Courtney O'Donnell
- Born: 25 April 1999 (age 26)
- Height: 5 ft 11 in (180 cm)

Rugby union career
- Position(s): Back row

Senior career
- Years: Team / Apps / (Points)
- 2020–2021: Loughborough Lightning /  / (0)

International career
- Years: Team / Apps / (Points)
- 2017–Present: Canada / 53 / (40)
- Medal record
Women's rugby union
Representing Canada
World Cup
| Silver medal – second place | 2025 England | Team competition |

= Courtney Holtkamp =

Canadian rugby union player

Courtney O'Donnell (née Holtkamp; born 25 April 1999) is a Canadian rugby union player. She plays in the Back row for Canada, and competed at the delayed 2021 Rugby World Cup.

== Rugby career ==
O'Donnell debuted internationally for Canada at the age of 18 against England in November 2017 at Allianz Park.

In 2020, She signed with Loughborough Lightning for the Premier 15s 2020–21 season. She plays for the Red Deer Titans and has appeared for the University of Alberta Pandas.

She competed for Canada at the delayed 2021 Rugby World Cup in New Zealand. She played against the Eagles in their quarterfinal encounter. She also started in the semifinal against England, and in the third place final against France.
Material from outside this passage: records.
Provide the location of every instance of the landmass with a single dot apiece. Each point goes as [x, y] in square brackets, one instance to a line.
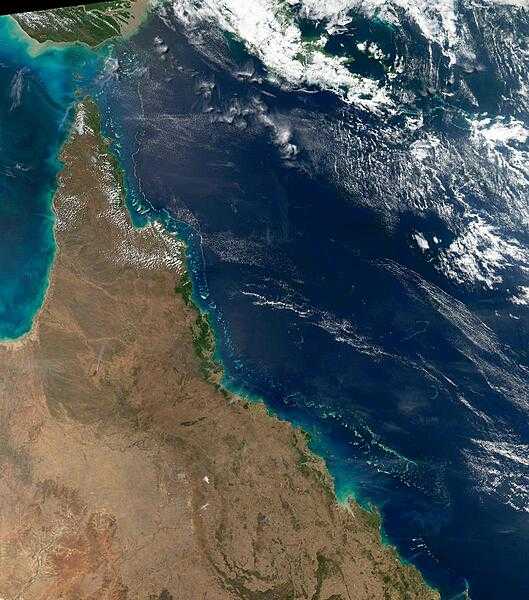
[126, 471]
[90, 24]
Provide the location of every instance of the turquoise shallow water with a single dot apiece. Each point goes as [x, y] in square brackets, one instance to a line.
[38, 87]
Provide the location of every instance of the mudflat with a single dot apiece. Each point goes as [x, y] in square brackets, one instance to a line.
[126, 472]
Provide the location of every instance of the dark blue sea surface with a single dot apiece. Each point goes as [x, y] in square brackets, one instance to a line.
[37, 91]
[412, 383]
[359, 272]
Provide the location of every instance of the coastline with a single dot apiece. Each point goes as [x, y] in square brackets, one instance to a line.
[205, 341]
[214, 370]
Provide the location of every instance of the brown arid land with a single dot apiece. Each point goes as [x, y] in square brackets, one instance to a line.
[125, 473]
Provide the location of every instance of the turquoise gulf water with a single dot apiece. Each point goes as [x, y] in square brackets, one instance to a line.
[38, 87]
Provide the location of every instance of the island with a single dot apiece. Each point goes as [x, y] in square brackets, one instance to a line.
[127, 471]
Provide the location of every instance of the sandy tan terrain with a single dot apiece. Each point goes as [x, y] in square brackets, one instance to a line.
[124, 473]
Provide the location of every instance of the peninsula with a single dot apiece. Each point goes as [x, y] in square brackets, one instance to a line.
[126, 474]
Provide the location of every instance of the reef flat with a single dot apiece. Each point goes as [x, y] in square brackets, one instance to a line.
[125, 473]
[91, 24]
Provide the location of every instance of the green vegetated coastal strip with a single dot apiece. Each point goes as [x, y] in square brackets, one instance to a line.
[90, 24]
[93, 25]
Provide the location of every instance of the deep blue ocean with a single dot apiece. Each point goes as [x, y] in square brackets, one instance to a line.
[412, 384]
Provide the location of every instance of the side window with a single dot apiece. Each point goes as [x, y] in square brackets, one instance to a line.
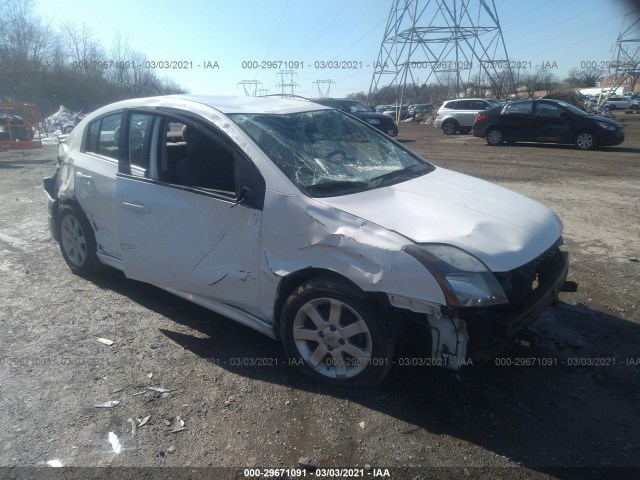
[522, 108]
[548, 110]
[93, 135]
[103, 136]
[190, 156]
[140, 128]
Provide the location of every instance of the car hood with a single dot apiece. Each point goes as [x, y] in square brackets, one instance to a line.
[598, 118]
[365, 115]
[502, 228]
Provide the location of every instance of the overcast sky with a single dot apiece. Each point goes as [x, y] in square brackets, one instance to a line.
[565, 33]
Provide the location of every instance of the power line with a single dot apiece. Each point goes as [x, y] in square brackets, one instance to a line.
[454, 43]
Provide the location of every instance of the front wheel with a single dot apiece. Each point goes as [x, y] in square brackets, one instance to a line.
[449, 127]
[585, 141]
[77, 242]
[333, 334]
[494, 137]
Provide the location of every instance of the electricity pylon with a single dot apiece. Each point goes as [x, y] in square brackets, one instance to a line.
[323, 91]
[291, 85]
[453, 43]
[626, 54]
[250, 87]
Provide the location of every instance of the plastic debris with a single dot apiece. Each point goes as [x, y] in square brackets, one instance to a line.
[158, 389]
[115, 442]
[144, 421]
[305, 462]
[177, 425]
[134, 427]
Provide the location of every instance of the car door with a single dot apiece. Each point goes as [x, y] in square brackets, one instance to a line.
[94, 170]
[200, 239]
[517, 121]
[551, 123]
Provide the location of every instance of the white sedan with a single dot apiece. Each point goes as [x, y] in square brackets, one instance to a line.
[308, 225]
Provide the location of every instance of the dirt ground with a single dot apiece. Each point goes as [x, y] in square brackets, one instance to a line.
[570, 400]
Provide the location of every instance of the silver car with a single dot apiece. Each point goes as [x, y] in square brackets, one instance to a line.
[308, 225]
[458, 115]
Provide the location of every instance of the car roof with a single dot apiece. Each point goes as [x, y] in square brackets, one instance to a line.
[224, 104]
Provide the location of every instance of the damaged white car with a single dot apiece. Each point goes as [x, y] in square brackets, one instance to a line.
[308, 225]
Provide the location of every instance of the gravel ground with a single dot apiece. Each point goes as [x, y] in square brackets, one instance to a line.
[570, 400]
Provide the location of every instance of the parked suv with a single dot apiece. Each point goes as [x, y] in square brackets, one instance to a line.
[359, 110]
[614, 103]
[458, 115]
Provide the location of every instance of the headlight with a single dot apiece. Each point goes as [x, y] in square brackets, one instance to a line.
[465, 280]
[607, 126]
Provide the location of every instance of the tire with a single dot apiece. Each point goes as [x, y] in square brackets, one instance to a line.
[449, 127]
[585, 140]
[77, 241]
[331, 332]
[494, 137]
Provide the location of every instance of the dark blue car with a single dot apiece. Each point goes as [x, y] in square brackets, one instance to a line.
[547, 121]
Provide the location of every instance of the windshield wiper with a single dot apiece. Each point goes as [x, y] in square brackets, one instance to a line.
[406, 173]
[337, 185]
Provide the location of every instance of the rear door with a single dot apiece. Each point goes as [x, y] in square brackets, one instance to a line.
[517, 121]
[95, 168]
[551, 123]
[197, 237]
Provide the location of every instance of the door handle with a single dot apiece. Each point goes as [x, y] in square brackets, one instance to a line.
[135, 207]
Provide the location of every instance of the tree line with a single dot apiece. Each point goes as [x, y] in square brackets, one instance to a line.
[526, 81]
[48, 65]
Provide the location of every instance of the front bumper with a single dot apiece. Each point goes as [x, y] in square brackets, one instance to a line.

In 2023, She was named in Canada's squad for their test against the Springbok women and for the Pacific Four Series. She started in Canada's 66–7 thrashing of South Africa in Madrid, Spain. In July 2023, she started in her sides Pacific Four loss to the Black Ferns, they went down 21–52.

O'Donnell was selected in Canada's squad for the 2025 Pacific Four Series. She was named in the Canadian side to the Rugby World Cup in England.